Rolling Back the Darkness


            Advent begins this year, and every year for that matter, not with a manger and shepherds and a silent night, but with the prophecy that God will make a powerful intervention in human history.  Today’s Gospel is once more taken from the apocalyptical section of the Synoptic Gospels (Mark, Matthew and Luke), this time from the Gospel of Luke.  It is one of the scariest passages in the Gospels.  “People will die of fright in anticipation of what is coming.  The Son of Man will come on a cloud with power and great glory.”


            God will step in and re-create his world.  He will put an end to the exploitation of the poor and powerless.  He will punish those who have turned the things of the world into their gods.  He will make his presence known to those who think they have hidden themselves from his wrath.  His people are to stand straight, raise their heads, for their redemption is at hand.  They, we, are to pray for the strength to stand before the Son of Man.


            Tough stuff.  Not the stuff of Christmas carols. But this is the beginning of Advent, not Christmastime.  Advent speaks about preparation and transformation.  Preparation for the two comings of Christ, the first in Bethlehem and the second at the end of time.  And transformation, the transformation of the world each coming will cause.

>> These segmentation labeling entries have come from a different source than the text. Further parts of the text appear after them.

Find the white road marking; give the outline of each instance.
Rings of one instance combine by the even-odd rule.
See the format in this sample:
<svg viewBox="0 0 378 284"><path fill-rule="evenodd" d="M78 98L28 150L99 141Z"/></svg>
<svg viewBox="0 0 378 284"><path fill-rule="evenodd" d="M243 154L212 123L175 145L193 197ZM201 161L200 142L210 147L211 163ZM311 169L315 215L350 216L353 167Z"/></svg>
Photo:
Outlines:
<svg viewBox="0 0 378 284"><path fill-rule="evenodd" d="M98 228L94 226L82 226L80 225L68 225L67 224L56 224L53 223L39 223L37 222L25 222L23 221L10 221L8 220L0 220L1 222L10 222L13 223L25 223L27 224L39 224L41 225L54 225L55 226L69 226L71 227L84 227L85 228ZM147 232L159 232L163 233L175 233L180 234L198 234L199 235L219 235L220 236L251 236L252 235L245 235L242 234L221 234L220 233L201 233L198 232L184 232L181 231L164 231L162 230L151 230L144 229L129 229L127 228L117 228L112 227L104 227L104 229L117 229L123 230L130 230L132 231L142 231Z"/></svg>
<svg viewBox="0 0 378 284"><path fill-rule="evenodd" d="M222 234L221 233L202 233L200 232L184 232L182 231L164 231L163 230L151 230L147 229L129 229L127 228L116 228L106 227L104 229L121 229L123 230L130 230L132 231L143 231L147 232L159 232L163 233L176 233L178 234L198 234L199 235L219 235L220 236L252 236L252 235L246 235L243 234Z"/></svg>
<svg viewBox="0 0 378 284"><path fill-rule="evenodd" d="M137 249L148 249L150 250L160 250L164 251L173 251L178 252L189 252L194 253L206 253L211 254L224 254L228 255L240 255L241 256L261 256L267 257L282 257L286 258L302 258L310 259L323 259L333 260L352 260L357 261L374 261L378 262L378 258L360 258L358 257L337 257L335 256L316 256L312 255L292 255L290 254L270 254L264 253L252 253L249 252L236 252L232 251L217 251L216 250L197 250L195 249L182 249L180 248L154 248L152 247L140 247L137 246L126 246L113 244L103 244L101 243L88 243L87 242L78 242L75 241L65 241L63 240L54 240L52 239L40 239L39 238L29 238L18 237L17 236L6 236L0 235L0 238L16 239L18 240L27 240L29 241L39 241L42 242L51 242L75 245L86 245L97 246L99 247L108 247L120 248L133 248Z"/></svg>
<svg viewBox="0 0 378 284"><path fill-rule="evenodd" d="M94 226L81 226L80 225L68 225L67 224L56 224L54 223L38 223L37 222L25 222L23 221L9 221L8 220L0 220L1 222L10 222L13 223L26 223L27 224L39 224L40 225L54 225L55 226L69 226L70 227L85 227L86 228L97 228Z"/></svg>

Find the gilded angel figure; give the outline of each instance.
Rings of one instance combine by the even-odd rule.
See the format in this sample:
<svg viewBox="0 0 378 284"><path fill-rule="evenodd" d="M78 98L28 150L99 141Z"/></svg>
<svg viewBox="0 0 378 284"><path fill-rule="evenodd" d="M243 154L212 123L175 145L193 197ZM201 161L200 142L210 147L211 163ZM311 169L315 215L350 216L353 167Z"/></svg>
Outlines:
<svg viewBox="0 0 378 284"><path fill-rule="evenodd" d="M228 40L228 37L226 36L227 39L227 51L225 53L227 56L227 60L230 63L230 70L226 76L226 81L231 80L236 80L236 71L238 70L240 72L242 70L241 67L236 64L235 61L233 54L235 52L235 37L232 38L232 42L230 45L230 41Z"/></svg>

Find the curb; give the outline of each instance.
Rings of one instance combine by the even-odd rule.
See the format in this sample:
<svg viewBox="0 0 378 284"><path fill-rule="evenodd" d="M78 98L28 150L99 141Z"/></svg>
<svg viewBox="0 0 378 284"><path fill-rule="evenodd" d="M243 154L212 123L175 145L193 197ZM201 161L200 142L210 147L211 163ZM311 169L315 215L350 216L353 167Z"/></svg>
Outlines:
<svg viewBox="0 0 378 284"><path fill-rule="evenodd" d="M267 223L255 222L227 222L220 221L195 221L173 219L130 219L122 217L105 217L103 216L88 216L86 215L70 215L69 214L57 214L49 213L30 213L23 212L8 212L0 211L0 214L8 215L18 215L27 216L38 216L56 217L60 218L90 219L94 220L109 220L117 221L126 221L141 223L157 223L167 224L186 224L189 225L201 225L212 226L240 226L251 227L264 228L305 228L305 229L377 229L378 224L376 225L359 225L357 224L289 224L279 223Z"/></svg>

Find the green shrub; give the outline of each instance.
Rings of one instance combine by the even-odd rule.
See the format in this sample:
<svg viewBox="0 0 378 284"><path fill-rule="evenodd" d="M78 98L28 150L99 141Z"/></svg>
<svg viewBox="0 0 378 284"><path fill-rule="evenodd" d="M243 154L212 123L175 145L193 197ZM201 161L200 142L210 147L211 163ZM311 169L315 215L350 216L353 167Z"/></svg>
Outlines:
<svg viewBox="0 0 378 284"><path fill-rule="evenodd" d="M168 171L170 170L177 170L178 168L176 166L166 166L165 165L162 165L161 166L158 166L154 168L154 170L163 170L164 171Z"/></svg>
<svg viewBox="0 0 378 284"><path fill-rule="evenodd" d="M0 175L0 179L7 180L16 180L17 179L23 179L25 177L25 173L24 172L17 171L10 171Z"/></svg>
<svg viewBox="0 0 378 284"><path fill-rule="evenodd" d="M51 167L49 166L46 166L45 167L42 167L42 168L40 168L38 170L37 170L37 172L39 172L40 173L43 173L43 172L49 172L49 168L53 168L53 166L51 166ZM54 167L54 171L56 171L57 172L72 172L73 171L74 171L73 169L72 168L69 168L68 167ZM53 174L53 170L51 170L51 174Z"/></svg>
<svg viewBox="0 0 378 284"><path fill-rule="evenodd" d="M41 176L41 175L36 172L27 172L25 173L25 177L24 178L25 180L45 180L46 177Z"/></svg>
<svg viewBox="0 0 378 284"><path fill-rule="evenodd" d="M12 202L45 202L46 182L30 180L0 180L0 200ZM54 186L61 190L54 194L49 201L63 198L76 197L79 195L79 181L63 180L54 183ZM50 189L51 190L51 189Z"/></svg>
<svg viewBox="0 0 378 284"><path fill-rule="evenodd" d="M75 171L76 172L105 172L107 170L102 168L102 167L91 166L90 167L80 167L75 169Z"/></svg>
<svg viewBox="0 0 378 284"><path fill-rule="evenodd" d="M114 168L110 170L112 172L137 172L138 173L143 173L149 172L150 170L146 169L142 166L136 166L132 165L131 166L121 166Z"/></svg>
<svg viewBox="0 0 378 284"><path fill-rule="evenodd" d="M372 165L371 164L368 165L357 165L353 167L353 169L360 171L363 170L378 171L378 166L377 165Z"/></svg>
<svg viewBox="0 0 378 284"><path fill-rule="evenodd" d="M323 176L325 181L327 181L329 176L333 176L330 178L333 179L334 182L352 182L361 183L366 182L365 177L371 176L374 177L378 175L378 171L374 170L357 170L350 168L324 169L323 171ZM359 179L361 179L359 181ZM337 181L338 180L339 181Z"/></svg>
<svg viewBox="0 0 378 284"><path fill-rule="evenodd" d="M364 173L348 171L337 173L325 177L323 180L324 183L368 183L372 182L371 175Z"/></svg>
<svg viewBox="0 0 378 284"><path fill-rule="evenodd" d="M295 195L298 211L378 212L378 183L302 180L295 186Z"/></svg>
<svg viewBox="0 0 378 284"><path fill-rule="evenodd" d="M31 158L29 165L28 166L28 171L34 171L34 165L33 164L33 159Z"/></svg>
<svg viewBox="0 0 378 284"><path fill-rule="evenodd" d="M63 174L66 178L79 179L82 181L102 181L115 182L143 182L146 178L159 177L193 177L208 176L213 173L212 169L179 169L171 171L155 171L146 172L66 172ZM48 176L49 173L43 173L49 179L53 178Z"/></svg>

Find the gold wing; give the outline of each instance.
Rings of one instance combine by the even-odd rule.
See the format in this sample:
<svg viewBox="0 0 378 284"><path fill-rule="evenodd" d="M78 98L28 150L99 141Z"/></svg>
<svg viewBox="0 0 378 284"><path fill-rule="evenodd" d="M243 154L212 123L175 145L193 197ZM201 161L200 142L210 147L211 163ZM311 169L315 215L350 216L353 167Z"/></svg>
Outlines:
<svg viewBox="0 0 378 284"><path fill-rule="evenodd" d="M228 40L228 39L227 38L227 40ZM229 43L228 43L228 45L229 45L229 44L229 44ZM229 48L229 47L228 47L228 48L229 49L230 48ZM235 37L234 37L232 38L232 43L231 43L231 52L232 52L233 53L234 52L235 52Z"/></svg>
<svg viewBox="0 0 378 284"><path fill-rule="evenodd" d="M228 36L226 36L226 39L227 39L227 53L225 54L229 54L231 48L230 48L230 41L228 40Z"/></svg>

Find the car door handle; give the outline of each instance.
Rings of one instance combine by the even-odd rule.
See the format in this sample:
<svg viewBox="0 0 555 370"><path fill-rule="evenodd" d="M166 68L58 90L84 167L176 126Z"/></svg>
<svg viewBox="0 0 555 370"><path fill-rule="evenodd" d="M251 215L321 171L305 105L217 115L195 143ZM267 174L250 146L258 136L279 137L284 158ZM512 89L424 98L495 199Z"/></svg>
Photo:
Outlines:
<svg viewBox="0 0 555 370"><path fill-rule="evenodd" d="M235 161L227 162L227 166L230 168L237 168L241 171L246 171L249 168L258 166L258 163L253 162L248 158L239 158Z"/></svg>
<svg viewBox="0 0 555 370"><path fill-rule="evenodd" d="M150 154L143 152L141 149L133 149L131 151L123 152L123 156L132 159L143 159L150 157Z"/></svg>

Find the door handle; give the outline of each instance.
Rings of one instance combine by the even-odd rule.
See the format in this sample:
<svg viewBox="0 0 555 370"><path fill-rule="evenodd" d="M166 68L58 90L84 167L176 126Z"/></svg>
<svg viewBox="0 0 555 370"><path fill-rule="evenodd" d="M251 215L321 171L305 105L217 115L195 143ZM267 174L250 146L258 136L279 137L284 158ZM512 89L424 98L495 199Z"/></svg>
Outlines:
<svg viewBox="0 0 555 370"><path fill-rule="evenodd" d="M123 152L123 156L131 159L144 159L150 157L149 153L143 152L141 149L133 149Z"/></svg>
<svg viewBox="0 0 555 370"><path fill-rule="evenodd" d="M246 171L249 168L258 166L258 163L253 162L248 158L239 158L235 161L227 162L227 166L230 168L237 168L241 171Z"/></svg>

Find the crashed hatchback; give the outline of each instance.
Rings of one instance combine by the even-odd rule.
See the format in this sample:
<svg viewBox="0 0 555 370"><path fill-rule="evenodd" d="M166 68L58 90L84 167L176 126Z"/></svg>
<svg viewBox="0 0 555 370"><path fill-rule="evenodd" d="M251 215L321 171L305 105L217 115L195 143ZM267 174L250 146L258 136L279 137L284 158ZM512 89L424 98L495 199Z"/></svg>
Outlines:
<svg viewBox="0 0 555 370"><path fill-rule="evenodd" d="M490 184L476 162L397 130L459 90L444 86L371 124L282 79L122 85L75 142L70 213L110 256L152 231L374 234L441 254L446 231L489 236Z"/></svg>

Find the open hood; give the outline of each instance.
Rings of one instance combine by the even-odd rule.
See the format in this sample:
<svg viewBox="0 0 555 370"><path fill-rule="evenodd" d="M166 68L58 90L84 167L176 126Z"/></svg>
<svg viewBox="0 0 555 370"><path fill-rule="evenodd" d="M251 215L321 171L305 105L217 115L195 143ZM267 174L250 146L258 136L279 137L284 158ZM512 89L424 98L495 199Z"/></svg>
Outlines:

            The celebration of Christmas was placed after the winter solstice, when the days began getting longer.  Advent, therefore, takes place during the darkest days of the year, when there is the least sunlight.  Advent is the season of hope because it signifies that the dark time will come to an end.  Hatred, racism, abuse of all forms, broken relationships, indifference to human suffering, these are part of the dark times of the world.  These abominations to God’s love must end, and we as Church and as individuals in the Church must work towards their downfall.  The transformation of the world from hatred to love is the continual work of the Christian.  The season of Advent reminds us of the work we must do all year. 

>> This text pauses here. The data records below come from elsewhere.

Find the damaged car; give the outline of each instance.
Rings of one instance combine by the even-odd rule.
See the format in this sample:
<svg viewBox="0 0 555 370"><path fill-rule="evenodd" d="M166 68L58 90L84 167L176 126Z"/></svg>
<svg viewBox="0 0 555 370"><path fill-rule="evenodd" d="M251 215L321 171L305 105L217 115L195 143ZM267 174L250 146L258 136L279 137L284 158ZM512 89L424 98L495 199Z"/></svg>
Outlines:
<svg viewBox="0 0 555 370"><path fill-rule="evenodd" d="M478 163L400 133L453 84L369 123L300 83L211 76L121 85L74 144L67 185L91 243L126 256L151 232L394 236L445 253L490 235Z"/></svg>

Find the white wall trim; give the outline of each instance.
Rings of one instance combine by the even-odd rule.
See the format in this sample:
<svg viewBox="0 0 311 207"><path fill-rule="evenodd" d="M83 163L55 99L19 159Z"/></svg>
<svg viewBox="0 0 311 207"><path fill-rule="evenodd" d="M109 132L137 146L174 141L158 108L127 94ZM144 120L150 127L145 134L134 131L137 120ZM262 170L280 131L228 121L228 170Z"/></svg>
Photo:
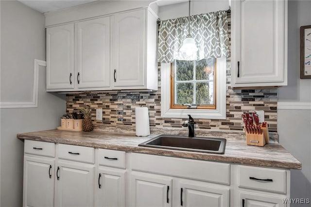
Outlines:
<svg viewBox="0 0 311 207"><path fill-rule="evenodd" d="M194 119L225 120L226 119L226 59L217 58L217 81L216 109L170 109L170 63L161 63L161 117Z"/></svg>
<svg viewBox="0 0 311 207"><path fill-rule="evenodd" d="M278 102L277 109L311 110L311 103Z"/></svg>
<svg viewBox="0 0 311 207"><path fill-rule="evenodd" d="M34 61L34 84L32 100L30 102L0 102L0 108L36 108L38 107L39 66L47 66L46 61L35 59Z"/></svg>

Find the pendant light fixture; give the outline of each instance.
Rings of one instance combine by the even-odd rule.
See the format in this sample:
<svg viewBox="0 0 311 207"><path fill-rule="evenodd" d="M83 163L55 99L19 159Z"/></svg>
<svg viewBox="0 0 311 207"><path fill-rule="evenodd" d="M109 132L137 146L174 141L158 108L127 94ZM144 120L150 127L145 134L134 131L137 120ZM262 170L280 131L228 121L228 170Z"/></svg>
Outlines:
<svg viewBox="0 0 311 207"><path fill-rule="evenodd" d="M182 52L186 52L187 55L190 56L198 51L198 48L195 45L194 39L190 34L190 0L189 0L189 16L188 17L189 27L188 34L186 39L183 41L183 46L180 48L179 51Z"/></svg>

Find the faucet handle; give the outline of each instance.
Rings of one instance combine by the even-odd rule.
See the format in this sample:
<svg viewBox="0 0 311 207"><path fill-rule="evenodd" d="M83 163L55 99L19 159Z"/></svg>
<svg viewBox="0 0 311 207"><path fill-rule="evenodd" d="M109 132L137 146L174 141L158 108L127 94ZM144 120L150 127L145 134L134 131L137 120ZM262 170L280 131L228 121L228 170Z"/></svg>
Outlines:
<svg viewBox="0 0 311 207"><path fill-rule="evenodd" d="M186 127L189 125L189 121L188 120L186 120L185 121L184 121L183 123L181 124L181 125L182 126Z"/></svg>
<svg viewBox="0 0 311 207"><path fill-rule="evenodd" d="M191 117L191 115L188 114L188 116L189 117L189 122L194 122L194 120Z"/></svg>

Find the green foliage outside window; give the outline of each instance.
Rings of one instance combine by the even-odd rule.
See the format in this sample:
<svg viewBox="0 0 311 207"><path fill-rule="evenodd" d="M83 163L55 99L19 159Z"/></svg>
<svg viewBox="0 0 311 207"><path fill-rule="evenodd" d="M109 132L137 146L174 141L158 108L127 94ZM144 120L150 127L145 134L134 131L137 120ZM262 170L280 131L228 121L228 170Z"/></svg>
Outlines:
<svg viewBox="0 0 311 207"><path fill-rule="evenodd" d="M213 94L209 94L210 76L214 71L214 58L199 61L176 60L175 104L195 104L207 105L213 104ZM195 76L194 76L194 73ZM187 83L179 83L187 81ZM195 103L194 102L194 85L195 84Z"/></svg>

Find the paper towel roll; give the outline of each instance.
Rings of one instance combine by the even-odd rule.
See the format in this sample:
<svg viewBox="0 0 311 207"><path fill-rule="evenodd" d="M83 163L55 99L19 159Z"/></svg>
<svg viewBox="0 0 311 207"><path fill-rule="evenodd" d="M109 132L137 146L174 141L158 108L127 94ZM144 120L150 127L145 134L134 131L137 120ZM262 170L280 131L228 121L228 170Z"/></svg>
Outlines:
<svg viewBox="0 0 311 207"><path fill-rule="evenodd" d="M148 108L146 107L135 108L135 116L136 136L144 137L149 135L150 127Z"/></svg>

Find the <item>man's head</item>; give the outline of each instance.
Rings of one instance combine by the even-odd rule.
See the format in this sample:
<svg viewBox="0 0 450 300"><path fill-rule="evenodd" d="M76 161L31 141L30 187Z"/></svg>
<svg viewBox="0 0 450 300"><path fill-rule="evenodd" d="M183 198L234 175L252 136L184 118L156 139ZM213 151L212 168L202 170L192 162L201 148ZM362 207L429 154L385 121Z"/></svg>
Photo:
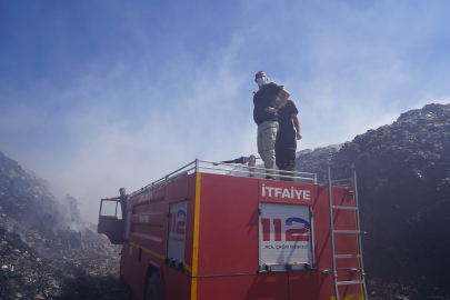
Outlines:
<svg viewBox="0 0 450 300"><path fill-rule="evenodd" d="M264 73L264 71L259 71L256 76L254 76L254 82L257 82L258 87L261 89L264 84L268 83L267 80L267 76Z"/></svg>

            We must fight against the darkness.  But where is this darkness in my life, in your lives?  What must be changed for me, for you, for us to be people of light, not darkness.  How can I, how can you, bring light to someone who is in darkness?  Is there a gesture we can make to help someone feel better?  Perhaps it might only be a smile, but that would be enough.  Perhaps a courteous note in a Christmas card to someone who probably won’t receive many cards this year.  Maybe we need to say “I’m sorry.” It won’t kill us, and there are few of us who are totally innocent in every argument.  Sometimes the most simple gesture on our parts can heal body and soul of someone whose world is in darkness. 


            Fr. William Bausch tells the story of six people who froze to death around a campfire on a cold, bitter night.  Each had a log they might have contributed to the fire, but each had a reason for not offering their wood. A homeless man would not give his wood because there was a rich man there.  The rich man would not give his wood because his contribution would warm someone who was, in his eyes, shiftless and lazy.  A woman would not offer her wood because she had had it with men, and there were men around that fire.  A Moslem would not give his wood because there was a Jew around the fire.  The Jew certainly wasn’t going to give his and allow another Moslem

to survive.  An African American decided he would strike a blow at those whose ancestors had enslaved his ancestors.  And so the fire died as each person withheld his or her wood for reasons he or she were sure were justifiable.


            The story was originally told in a poem that ends with these tragic lines:


            Six logs held fast in death’s still hand

            was proof of human sin.

            For they did not die from the cold without,

            they died from the cold within.


            If we are going to stand before our Savior on the last day, or on our last day, then we must fight against the darkness of the world and of our lives.  We cannot allow past hurts and present prejudices to destroy our opportunity to bring light to those in darkness.  We must allow God’s love to flow through us. 


            This is the work of the Christian. 


            This is how we prepare the way for the Lord.